À la fin de cette cérémonie, un dépôt de gerbe aura lieu au pied du monument. Parmi les fleurs blanches, quatre fleurs rouges représenteront les victimes des émeutes. Des représentants de la ville, et du gouvernement provincial et fédéral seront présents, ainsi que l’artiste qui a sculpté le monument il y a 11 ans, Aline Martineau.

Gilles Dubord, le président de la société St Jean Baptiste estime qu’il est important que ces événements ne soient pas oubliés. Il ajoute que les émeutes de 1918 «ne sont pas très connues, même dans le quartier Saint-Sauveur.»

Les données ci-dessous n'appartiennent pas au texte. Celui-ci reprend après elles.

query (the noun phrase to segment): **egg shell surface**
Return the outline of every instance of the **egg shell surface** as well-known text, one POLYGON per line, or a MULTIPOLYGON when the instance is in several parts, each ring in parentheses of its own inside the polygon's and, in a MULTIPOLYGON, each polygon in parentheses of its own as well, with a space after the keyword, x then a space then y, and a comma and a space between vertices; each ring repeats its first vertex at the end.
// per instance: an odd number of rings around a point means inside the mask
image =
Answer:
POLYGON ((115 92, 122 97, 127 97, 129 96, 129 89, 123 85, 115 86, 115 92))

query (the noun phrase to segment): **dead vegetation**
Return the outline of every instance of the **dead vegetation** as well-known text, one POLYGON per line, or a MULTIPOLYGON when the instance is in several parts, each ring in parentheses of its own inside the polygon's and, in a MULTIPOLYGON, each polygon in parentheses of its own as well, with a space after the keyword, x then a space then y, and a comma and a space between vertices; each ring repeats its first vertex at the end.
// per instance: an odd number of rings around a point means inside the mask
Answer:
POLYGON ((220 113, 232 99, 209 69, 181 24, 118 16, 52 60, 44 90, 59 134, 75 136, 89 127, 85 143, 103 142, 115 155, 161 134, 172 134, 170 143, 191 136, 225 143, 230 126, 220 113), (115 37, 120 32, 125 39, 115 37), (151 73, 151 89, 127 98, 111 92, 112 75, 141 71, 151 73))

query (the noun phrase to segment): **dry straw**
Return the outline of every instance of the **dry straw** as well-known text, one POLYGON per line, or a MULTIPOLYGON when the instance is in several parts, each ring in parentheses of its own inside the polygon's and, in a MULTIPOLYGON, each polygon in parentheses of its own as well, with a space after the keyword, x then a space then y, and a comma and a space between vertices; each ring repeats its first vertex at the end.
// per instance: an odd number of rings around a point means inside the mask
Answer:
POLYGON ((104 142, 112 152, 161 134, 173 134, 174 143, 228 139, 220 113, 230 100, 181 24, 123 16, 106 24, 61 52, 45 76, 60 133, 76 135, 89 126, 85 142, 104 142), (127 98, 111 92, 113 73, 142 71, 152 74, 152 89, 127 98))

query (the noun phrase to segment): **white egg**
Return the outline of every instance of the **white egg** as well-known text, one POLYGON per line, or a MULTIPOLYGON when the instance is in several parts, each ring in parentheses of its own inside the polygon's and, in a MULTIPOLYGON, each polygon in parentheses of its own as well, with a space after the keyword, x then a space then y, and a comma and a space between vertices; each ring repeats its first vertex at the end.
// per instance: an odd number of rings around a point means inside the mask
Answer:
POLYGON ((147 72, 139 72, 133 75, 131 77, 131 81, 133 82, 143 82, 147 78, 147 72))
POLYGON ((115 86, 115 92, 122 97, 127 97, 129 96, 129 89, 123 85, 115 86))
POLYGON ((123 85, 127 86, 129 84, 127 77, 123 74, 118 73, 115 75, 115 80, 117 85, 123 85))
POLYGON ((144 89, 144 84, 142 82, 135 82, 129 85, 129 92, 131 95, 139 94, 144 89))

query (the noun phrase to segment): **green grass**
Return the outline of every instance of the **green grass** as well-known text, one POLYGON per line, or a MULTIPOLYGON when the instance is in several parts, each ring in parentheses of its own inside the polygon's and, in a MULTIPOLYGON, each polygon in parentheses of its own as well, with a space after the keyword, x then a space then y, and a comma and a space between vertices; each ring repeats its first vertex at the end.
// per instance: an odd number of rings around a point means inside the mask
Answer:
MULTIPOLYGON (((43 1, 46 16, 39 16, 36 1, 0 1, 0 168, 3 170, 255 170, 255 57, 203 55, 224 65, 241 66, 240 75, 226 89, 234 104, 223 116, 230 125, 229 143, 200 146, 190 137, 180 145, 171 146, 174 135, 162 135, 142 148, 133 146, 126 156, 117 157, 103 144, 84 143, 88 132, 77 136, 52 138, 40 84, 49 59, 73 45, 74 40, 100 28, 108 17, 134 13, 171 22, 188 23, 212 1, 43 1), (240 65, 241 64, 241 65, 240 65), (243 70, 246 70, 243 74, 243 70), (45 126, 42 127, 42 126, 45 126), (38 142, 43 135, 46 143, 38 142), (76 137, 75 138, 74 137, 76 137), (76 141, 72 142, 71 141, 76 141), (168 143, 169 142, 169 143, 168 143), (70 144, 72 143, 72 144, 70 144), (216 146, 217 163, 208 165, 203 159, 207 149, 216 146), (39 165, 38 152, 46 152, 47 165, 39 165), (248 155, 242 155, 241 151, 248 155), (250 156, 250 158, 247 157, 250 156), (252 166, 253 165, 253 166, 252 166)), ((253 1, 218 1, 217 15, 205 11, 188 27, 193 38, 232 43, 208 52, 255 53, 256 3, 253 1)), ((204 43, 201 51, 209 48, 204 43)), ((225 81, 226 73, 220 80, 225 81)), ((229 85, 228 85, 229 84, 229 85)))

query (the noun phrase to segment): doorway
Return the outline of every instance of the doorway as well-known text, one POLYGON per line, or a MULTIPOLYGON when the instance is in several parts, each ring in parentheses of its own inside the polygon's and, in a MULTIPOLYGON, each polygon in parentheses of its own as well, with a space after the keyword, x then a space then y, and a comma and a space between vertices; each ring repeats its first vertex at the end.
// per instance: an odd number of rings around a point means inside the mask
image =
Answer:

En 1918, le gouvernement fédéral engage des policiers spéciaux, surnommés «spotters» pour dénicher les déserteurs, qui refusent de s’enrôler pour aller combattre lors de la première guerre mondiale. L’arrestation arbitraire de Joseph Mercier, le 28 mars 1918, met le feu aux poudres. Deux milles personnes assiègent le poste de police de la Place Jacques-Cartier, où le jeune homme avait été amené, et provoquent la fuite des policiers. Le lendemain, 3 000 citoyens prennent d’assaut les locaux du Chronicle et de l'Événement, deux journaux favorables à la conscription, c’est à dire l’engagement forcé dans l’armée. L’ancien Capitole, à l’époque appelé l’Auditorium, où sont gardés les dossiers des conscrits, est incendié. Ottawa envoie alors des renforts venus d’Ontario. Le 1er avril, la foule qui tentait à se rassembler est repoussée vers le quartier Saint-Sauveur. L’armée ordonne à la foule de se disperser, en anglais, mais celle-ci n’obéit pas. Les militaires tirent alors dans la foule, faisant quatre morts et environ 70 blessés.

Gilles Dubord précise qu’à l’époque, en rédigeant son rapport, le coroner avait demandé au gouvernement fédéral d’indemniser les familles des victimes. Cela n’a jamais été fait, mais M. Dubord estime qu’il n’est pas trop tard : «C’est encore possible de le faire, s’il y a une volonté politique.»